Essipoff was almost an exact contemporary of Carreño born in 1851 – 1914. A Russian-born musician and who studied with Leschetizky and married him in 1880. When Essipoff appeared in Boston on Dec 23, 1976, she organized her playing with beautiful movement of her hand and wrist worth watching for itself. Her technique was consummate and faultless. She was the cousin of Moritz Rosenthal.

Paderewski described Essipoff a ‘charming pianist’. He wrote:

‘in many ways was perfect except when it came to strong, effective pieces. Then she was lacing in force, as women pianists generally are. Quite different from Madame Teresa Carreño, who was very small but a strong pianist even too strong for a woman. Carreño was one of the women pianists who had a very big tone, but it was not beautiful tone because a beautiful tone must include tenderness, and there was none of that, just brilliance. Epissoff, on the contrary, was quite the opposite. She was very feminine in her playing and small poetic pieces she could play admirably.’

Liszt-ladies swarmed all over Europe, waving their master’s credentials. But there were even greater number of Leschetizky’s ladies. The young Paula Szalit came to Leschetizky at thirteen. She was ‘the sublime recreative talent of her time’. Shortly, she returned to Poland, and little was heard of her.

The American pianist, Fannie Bloomfield Ziesler who was born in Austria and was brought to Chicago at the age of four; In Chicago, she worked with Bernhardt Ziehnand Carl Wolfsohn. Upon Essipoff’s recommendation, she spent the next five years studying with Leschetizky beginning in 1878. She was powerfully technical with a staggering repertoire.

She was very petite, and critics wrote:’ This small, slight frail, delicate woman, who appears more to need assistance for walking than for playing, how can she dare attempt the gigantic task she often does of playing two or even three great concertos in one evening?’

On February 12, 1906, she disappeared from her Chicago home and was found on the street, described as having ‘almost complete physical and mental exhaustion.’ She was diagnosed with ‘melancholia’.

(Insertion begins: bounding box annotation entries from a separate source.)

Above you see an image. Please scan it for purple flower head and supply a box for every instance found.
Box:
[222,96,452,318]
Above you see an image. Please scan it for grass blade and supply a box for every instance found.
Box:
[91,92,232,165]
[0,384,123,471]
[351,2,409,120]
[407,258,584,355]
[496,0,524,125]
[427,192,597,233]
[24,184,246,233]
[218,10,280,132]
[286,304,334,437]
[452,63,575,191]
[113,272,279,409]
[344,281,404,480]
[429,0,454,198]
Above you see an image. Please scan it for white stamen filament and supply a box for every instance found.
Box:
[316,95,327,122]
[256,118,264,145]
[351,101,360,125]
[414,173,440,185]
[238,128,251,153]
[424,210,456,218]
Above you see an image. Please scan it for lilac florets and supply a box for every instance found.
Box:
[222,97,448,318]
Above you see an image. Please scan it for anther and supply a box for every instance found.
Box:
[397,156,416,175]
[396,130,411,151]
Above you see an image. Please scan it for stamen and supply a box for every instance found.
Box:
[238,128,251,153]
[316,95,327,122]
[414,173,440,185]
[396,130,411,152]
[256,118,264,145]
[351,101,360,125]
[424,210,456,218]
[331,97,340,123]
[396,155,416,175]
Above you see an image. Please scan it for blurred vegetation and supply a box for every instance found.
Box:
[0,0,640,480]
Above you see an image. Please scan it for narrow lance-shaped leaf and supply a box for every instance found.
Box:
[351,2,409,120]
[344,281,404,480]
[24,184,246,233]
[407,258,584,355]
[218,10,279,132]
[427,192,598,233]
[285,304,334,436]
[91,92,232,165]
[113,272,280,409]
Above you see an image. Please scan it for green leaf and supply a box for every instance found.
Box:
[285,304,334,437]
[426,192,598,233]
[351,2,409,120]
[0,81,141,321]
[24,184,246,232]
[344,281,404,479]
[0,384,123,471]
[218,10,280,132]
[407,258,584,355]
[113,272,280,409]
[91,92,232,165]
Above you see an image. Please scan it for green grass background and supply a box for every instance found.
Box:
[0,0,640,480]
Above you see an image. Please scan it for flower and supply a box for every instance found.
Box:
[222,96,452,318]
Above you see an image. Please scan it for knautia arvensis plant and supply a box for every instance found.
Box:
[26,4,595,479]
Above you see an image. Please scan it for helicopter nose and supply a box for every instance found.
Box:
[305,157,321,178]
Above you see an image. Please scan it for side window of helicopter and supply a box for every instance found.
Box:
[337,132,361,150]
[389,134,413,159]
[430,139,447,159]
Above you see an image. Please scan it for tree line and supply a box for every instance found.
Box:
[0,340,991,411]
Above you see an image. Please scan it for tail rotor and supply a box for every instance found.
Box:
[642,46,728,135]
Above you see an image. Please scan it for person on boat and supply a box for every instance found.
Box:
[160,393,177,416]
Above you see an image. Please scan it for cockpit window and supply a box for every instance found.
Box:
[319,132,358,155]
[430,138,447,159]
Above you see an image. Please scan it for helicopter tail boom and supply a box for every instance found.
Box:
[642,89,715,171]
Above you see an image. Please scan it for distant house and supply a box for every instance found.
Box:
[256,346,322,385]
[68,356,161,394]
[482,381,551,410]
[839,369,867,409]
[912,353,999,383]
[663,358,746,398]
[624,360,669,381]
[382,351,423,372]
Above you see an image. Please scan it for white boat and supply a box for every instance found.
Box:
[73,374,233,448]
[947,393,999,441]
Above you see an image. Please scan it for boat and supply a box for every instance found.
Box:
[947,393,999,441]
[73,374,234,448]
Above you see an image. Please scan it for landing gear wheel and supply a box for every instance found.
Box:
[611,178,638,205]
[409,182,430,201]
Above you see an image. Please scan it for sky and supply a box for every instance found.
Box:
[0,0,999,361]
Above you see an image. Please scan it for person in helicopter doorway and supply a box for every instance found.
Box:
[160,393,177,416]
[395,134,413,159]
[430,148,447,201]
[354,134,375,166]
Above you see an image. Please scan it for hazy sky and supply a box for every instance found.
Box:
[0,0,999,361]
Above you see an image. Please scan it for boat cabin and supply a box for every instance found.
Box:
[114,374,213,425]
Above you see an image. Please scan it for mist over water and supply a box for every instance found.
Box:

In addition to the Liszt’s and Lechetizky’s-ladies, there were the Clara Schumann’s ladies. The polish born Natalie Jonatha became court pianist in Berlin in 1885. She has a dog, Prince White, and would not give concert without her dog.

Shaw’s favourite lady pianist was neither Lisztian, Leschetizkian nor Shumannian. She was Agatha Backer-Grøndahl from Norway – ‘a great serious artist, a beautiful, incomparable, unique artist!’. She had studied with Kullak, von Bülow and Liszt. She had a short career and towards the end of her career, she played her own music. Marie Kreb-Brenning, Clotilde Kleeberg, Berta Jahn Tina Lerner Ethel Leginska and Elly Ney were fine pianists whose names carried considerable fame.

Cécile Chaminade, also showed herself as a competent pianist with good technique, grace and a high degree of rhythmic drive and a good deal of pianist finesse.

Helen Hopekirk from Edinburg, studied with Leschetizky and had made a great impression on him. He commented ‘the finest woman musician I have ever known’. Hopekirk appeared in public at the age of eleven, went to Leipzig Conservatory of Music and later taught at the New England Conservatory of Music and Boston and Brookline.